Ministry vows to nail big fish in trafficking probes

Thailand’s Ministry of Justice last week instructed all authorities under its command to pursue the “big fish” – believed to be state officials – behind transnational syndicates involved in human trafficking as well as investigating the financial activities of officials suspected of working with the gangs, as the Thai government attempts to take its war on trafficking to the next level.

Wisit Wisitsora-at, the permanent secretary and highest-ranking bureaucrat at the Ministry of Justice, told reporters that orders had been given for everyone to “track down high-ranking civil servants and influential businessmen” who are involved in trafficking. The orders came from a recently established ministry panel tasked with coordinating and increasing the effectiveness of the fight against human trafficking, with a focus on nabbing officials who are either involved or complicit.

Police and prosecutors have made substantial progress on several cases involving state officials, Wisit said, but most of the officials were relatively low level. Higher-ranking officials are believed to be involved but investigators have not succeeded in bringing them to justice. More needs to be done.

Thai police and prosecutors did recently succeed in arresting and successfully prosecuting and convicting dozens of members of a syndicate trafficking Rohingya Muslims from Myanmar, with an army general and several local politicians receiving long prison terms in the largest human trafficking case in Thai history. Suspicions persist, however, that more and higher-ranking authorities were part of that criminal enterprise or part of other trafficking gangs.

The United States Department of State has called on Thailand to do more to identify and prosecute state officials involved in human trafficking in its most recent annual global report and rankings on trafficking in persons.
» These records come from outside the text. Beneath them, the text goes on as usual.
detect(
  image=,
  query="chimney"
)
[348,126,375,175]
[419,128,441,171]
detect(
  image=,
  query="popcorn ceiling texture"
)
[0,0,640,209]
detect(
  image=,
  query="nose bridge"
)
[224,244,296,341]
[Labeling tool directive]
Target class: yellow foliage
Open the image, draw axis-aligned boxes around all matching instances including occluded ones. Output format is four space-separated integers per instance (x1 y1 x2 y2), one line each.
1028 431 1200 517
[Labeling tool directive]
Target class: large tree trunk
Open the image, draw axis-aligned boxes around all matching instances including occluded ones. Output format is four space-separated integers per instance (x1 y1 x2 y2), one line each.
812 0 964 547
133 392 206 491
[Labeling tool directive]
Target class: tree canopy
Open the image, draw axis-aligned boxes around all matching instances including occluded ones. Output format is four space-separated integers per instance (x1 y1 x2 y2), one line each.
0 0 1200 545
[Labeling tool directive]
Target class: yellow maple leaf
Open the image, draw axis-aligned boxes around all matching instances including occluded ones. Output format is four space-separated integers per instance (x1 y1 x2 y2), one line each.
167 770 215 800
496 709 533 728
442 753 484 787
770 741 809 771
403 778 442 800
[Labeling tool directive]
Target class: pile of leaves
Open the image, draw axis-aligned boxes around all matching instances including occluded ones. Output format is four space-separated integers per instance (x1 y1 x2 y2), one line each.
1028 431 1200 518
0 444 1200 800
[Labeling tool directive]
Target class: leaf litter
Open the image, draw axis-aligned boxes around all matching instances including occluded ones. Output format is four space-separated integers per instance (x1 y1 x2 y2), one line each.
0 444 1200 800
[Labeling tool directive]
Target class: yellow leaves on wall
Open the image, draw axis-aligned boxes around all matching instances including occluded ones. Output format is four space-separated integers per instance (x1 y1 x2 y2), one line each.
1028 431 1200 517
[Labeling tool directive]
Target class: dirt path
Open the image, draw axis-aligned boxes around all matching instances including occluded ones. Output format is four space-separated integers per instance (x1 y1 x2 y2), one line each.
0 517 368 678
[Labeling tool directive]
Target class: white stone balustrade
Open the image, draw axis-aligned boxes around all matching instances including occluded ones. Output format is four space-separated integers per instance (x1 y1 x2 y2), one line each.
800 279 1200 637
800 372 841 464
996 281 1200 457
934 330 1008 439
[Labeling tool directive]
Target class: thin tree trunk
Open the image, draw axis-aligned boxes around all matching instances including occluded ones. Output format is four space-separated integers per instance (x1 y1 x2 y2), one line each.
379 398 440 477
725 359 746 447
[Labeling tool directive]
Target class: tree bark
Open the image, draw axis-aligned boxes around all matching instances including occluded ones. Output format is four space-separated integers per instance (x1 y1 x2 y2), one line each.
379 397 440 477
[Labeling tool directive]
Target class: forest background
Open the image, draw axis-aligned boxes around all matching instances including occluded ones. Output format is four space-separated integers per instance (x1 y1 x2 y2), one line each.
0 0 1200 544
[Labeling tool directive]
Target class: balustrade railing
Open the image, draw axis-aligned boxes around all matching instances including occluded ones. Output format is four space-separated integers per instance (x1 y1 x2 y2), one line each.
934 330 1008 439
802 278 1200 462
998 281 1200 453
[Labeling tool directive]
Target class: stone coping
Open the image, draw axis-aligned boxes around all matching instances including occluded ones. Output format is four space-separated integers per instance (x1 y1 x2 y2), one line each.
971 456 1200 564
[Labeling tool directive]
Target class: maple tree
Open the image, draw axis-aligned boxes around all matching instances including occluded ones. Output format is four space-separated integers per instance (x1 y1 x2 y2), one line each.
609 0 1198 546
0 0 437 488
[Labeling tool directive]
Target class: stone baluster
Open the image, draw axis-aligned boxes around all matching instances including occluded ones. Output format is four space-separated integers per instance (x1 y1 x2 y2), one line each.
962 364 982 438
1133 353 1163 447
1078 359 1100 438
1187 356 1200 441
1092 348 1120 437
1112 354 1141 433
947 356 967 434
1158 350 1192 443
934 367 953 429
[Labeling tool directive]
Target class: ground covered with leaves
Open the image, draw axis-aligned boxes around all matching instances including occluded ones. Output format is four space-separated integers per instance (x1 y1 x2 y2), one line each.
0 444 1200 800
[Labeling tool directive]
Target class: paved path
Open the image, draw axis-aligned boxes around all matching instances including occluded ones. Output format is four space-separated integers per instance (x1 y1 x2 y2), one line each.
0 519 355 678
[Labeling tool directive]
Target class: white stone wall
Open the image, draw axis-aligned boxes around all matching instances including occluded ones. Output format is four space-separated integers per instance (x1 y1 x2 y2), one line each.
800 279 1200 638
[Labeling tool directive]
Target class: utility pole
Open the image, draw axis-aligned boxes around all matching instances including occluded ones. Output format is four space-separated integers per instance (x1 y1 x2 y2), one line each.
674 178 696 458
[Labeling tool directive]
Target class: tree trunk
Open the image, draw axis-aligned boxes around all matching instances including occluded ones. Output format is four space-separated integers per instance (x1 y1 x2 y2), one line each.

Lack of stronger action against officials appears to be the key stumbling block to Thailand moving up in the State Department rankings.

Prime Minister Prayut Chan-o-cha has stated that no one will be spared from justice, no matter their rank or affiliation, if they are working with or helping transnational human trafficking syndicates. The prime minister has made the fight against trafficking a national priority.

Wisit said that among the stepped up measures ongoing, the panel is working with other government agencies on examining the financial streams and assets of state officials suspected of involvement in trafficking. It will also review past cases against officials to determine whether or not they had been adequately punished for crimes or violations. It will take legal or disciplinary actions against any authorities who have meddled in or hindered any trafficking investigations.

“The panel also agreed that civil servants who are found guilty of buying sex from underage prostitutes will also face a human trafficking charge,” he said.

Officials at the Department of Special Investigation said they hope to conclude five major trafficking cases within the next eight months, some of which involve state authorities. They cautioned, however, that building solid cases takes time, which is frustrating to outsiders, but is necessary in order to uncover and gather evidence against the higher ups in the syndicates.